The April 6, 2017 issue of Dhaka Tribune‘s Arts & Letters magazine carries an expanded and revised version of my non-fiction piece on Bangla Motors in Dhaka. Bangla Motors is a neighborhood in Dhaka; it’s where I was born and grew up and the essay offers a decade-long meditation on the place, on colonial histories, both the British and Pakistani periods, and how we might want to think of that history. The essay began in 2005 as a blog post here and was then revised and published in 2006 in a New Age Eid Supplement in November 2006. As I re-engaged with Dhaka during the time I lived there 2006-9, I added further considerations into the mix and the latest version is a substantial rewrite. You can find it here.
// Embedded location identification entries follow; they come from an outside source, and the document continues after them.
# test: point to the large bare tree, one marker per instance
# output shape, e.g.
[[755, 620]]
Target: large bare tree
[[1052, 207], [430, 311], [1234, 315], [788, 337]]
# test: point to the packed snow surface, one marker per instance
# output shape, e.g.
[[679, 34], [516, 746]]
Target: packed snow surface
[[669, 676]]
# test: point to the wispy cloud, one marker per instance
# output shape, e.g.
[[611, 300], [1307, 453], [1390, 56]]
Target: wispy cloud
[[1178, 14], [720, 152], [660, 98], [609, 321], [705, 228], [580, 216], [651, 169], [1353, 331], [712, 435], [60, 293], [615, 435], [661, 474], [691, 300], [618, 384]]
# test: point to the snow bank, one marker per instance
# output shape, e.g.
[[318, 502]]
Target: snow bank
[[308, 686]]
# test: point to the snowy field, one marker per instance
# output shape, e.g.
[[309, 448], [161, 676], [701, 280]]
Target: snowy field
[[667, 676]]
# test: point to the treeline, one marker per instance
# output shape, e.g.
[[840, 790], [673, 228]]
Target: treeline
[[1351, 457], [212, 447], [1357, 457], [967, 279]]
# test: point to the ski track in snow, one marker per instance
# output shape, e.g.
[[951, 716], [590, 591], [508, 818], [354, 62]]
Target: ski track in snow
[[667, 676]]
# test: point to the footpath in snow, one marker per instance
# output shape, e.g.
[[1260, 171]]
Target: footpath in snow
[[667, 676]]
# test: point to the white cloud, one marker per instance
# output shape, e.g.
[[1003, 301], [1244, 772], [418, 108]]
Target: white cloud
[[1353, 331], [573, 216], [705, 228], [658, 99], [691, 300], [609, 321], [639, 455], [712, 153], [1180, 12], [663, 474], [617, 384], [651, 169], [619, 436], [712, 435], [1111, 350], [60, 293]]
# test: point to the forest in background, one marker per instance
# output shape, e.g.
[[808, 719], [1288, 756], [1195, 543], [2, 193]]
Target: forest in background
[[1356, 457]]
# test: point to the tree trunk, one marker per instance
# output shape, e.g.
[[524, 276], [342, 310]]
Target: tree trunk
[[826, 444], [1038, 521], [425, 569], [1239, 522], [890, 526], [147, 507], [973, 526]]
In the very heart of today’s Dhaka there is a place called Bangla Motors—more commonly known as Bangla Motor. It is to be found midway between the Sonargaon and InterContinental hotels, where New Eskaton Road bursts into Kazi Nazrul Islam Avenue. Bus passengers know it well as a stop along routes that ply between Karwan Bazaar and Shahbagh, and others that veer off towards Moghbazar.

No one comes here seeking a major landmark. There is no big hotel here. No hospital. No large mall or bazaar. Some people interested in books and reading might come for Bishwa Shahitya Kendra, approachable through a narrow lane off the main road. Others with a purpose might be searching for brakes, alternators, or car batteries; turning east towards Moghbazar they would immediately encounter a cluster of motor parts shops. But if they come looking for a business that gave the Bangla Motor intersection its name, they would be disappointed.

There isn’t one—and there never was.

Bangla Motors is a myth. More precisely, it is the ghost of something that existed once, though that enterprise bore a different name.